Institute of Medical Education Research Rotterdam, Erasmus Medical Centre, Rotterdam, The Netherlands.
Adv Health Sci Educ Theory Pract. 2022 Mar;27(1):189-200. doi: 10.1007/s10459-021-10080-9. Epub 2021 Nov 5.
When physicians do not estimate their diagnostic accuracy correctly, i.e. show inaccurate diagnostic calibration, diagnostic errors or overtesting can occur. A previous study showed that physicians' diagnostic calibration for easy cases improved, after they received feedback on their previous diagnoses. We investigated whether diagnostic calibration would also improve from this feedback when cases were more difficult. Sixty-nine general-practice residents were randomly assigned to one of two conditions. In the feedback condition, they diagnosed a case, rated their confidence in their diagnosis, their invested mental effort, and case complexity, and then were shown the correct diagnosis (feedback). This was repeated for 12 cases. Participants in the control condition did the same without receiving feedback. We analysed calibration in terms of (1) absolute accuracy (absolute difference between diagnostic accuracy and confidence), and (2) bias (confidence minus diagnostic calibration). There was no difference between the conditions in the measurements of calibration (absolute accuracy, p = .204; bias, p = .176). Post-hoc analyses showed that on correctly diagnosed cases (on which participants are either accurate or underconfident), calibration in the feedback condition was less accurate than in the control condition, p = .013. This study shows that feedback on diagnostic performance did not improve physicians' calibration for more difficult cases. One explanation could be that participants were confronted with their mistakes and thereafter lowered their confidence ratings even if cases were diagnosed correctly. This shows how difficult it is to improve diagnostic calibration, which is important to prevent diagnostic errors or maltreatment.
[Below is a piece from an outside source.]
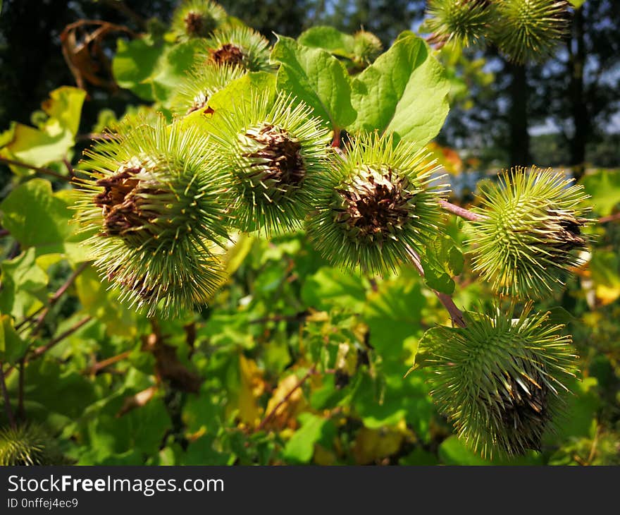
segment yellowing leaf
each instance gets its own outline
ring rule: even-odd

当医生不能正确估计他们的诊断准确性,即表现出不准确的诊断校准时,就可能会出现诊断错误或过度检测。先前的一项研究表明,在收到对之前诊断的反馈后,医生对简单病例的诊断校准得到了改善。我们调查了当病例更难时,这种反馈是否也能提高诊断校准。69 名全科住院医师被随机分配到两个条件之一。在反馈条件下,他们诊断一个病例,评估他们对诊断的信心、投入的心理努力和病例的复杂性,然后显示正确的诊断(反馈)。这重复了 12 次。对照组的参与者在没有收到反馈的情况下做了同样的事情。我们根据(1)绝对准确性(诊断准确性和信心之间的绝对差异)和(2)偏差(信心减去诊断校准)来分析校准。两种情况下的校准测量结果没有差异(绝对准确性,p=0.204;偏差,p=0.176)。事后分析表明,在正确诊断的病例上(参与者要么准确,要么信心不足),反馈条件下的校准比对照组更不准确,p=0.013。这项研究表明,对诊断表现的反馈并没有提高医生对更困难病例的校准。一种解释可能是,参与者面对自己的错误,即使病例诊断正确,他们的信心评级也会降低。这表明提高诊断校准有多么困难,这对于防止诊断错误或滥用诊断至关重要。